When he tired of the rigorous pace of writing for a weekly television series, Simon turned his attention to theater. His first play, 1961’s Come Blow Your Horn, follows a young man who leaves his parents home to live with his suave older brother. It enjoyed a successful Broadway run, but it was Simon’s second play, Barefoot in the Park, that helped make him a giant of the theater world. Robert Redford and Elizabeth Ashley starred as a newlywed couple living on the top floor of a New York brownstone. The play opened in 1963 and ran for nearly four years.
Two years after Barefoot in the Park came The Odd Couple, another popular success that was later adapted into a film and a television series. In the 1960s and '70s, Simon produced hit after hit: Plaza Suite, The Prisoner of Second Avenue, The Sunshine Boys, Chapter Two. He wrote the book for several musicals, and worked on the screenplays for movie adaptations of his plays, including Barefoot in the Park, which saw Robert Redford reprise his role opposite Jane Fonda.

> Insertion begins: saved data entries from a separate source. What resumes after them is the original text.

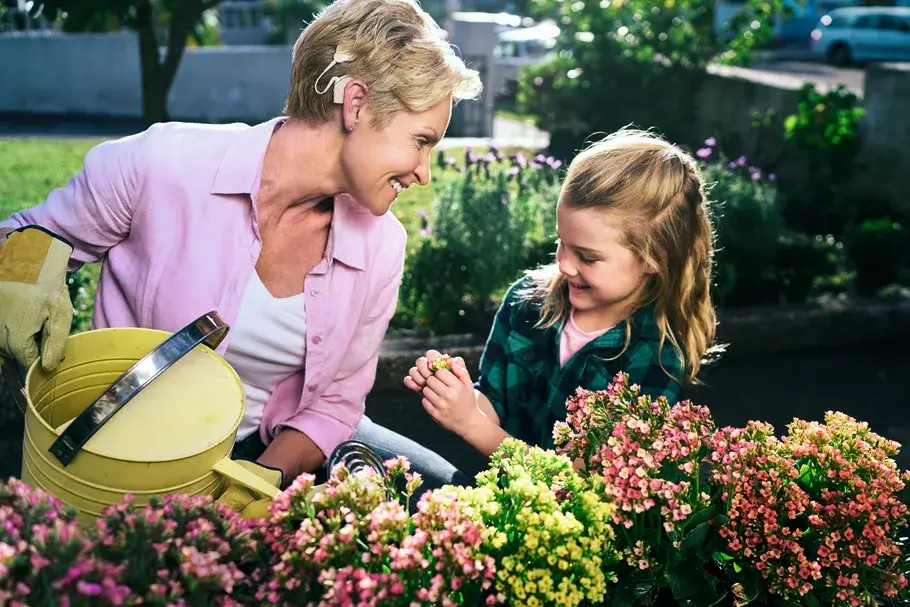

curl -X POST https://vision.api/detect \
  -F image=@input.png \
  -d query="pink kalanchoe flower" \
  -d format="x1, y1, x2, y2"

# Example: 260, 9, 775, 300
707, 413, 909, 605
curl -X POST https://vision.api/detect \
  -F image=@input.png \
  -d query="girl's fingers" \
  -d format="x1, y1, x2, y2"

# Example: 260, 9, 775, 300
408, 366, 427, 386
416, 357, 432, 379
403, 376, 422, 392
421, 385, 447, 409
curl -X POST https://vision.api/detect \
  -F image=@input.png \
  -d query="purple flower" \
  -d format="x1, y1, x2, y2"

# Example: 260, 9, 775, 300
728, 161, 737, 169
696, 147, 712, 159
704, 137, 717, 147
515, 152, 527, 168
416, 209, 427, 218
768, 173, 776, 182
736, 156, 746, 166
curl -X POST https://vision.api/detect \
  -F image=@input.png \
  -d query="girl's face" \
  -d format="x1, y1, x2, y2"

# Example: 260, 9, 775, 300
555, 203, 653, 317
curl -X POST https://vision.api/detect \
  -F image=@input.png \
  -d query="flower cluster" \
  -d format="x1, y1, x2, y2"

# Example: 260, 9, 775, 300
474, 438, 619, 607
554, 373, 716, 571
0, 478, 131, 606
709, 412, 909, 606
90, 493, 267, 606
262, 459, 496, 606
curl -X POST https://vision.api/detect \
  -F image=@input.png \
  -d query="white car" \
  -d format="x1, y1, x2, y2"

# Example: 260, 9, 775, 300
810, 6, 910, 65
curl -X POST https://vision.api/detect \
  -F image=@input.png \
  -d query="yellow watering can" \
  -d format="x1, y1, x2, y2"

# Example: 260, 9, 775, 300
2, 312, 280, 526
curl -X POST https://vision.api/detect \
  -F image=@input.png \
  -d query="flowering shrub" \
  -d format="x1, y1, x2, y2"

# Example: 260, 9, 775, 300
709, 413, 910, 606
88, 494, 267, 606
261, 457, 496, 606
3, 387, 908, 607
554, 372, 726, 606
0, 479, 130, 607
398, 147, 561, 334
474, 438, 620, 606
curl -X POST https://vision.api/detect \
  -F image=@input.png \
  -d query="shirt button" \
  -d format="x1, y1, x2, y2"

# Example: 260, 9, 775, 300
310, 288, 320, 296
308, 384, 318, 392
312, 336, 321, 345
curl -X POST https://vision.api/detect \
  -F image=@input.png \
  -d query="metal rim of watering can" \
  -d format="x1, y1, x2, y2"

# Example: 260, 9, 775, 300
48, 311, 230, 468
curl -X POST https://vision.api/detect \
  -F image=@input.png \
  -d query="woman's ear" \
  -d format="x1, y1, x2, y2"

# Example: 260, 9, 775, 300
342, 78, 369, 132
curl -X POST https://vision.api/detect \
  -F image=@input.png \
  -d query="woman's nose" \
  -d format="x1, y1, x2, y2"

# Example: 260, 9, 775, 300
414, 153, 431, 186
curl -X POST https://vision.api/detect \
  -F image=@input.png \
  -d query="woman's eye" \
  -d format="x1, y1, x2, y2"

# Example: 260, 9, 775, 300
580, 255, 597, 264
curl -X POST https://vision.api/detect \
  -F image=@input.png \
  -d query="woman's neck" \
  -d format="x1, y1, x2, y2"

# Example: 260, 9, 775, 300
257, 117, 346, 216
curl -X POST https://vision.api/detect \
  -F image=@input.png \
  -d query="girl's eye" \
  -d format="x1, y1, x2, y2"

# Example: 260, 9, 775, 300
580, 255, 597, 264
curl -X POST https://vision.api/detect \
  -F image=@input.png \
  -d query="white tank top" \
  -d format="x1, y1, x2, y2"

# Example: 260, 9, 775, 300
222, 271, 308, 442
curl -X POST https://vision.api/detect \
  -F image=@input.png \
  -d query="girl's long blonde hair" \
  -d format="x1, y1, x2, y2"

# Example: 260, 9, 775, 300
522, 128, 721, 384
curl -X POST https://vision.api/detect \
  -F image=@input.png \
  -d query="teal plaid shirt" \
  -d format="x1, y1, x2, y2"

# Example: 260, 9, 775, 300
475, 277, 684, 449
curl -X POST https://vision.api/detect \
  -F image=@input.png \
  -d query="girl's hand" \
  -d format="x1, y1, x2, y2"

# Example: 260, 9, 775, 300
404, 350, 465, 394
421, 361, 484, 438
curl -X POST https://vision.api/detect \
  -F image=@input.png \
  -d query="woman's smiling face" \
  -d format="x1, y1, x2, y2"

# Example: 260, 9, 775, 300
340, 96, 452, 216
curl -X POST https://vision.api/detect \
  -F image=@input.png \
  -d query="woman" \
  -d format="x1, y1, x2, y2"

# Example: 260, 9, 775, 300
0, 0, 481, 514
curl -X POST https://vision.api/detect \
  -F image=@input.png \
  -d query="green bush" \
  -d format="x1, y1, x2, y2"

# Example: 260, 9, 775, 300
517, 0, 790, 161
699, 141, 783, 306
395, 149, 561, 335
849, 218, 906, 297
780, 84, 867, 236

Simon also wrote original screenplays; one of his most acclaimed films was The Goodbye Girl, which received nine Academy Award nominations.
In the 1980s, Simon impressed theater reviewers with his Eugene Trilogy, a series of three, semi-autobiographical plays that follow a young boy from a Jewish working class family as he comes of age, navigates the army and starts to find his way as a comedy writer. Lost in Yonkers, which earned Simon the Pulitzer in 1991, was another semi-autobiographical work about two teenage boys who are sent to live with their fearsome grandmother and child-like aunt.
Simon suffered a slump in his later career, with plays like Proposals and 45 Seconds from Broadway failing to draw large audiences. But by that point, Simon wasn’t particularly concerned about pleasing critics and crowds.
“There’s no more money anyone can pay me that I need,” he told the Washington Post in 1997, according to the AP. “There are no awards they can give me that I haven't won. I have no reason to write another play except that I am alive and I like to do it.”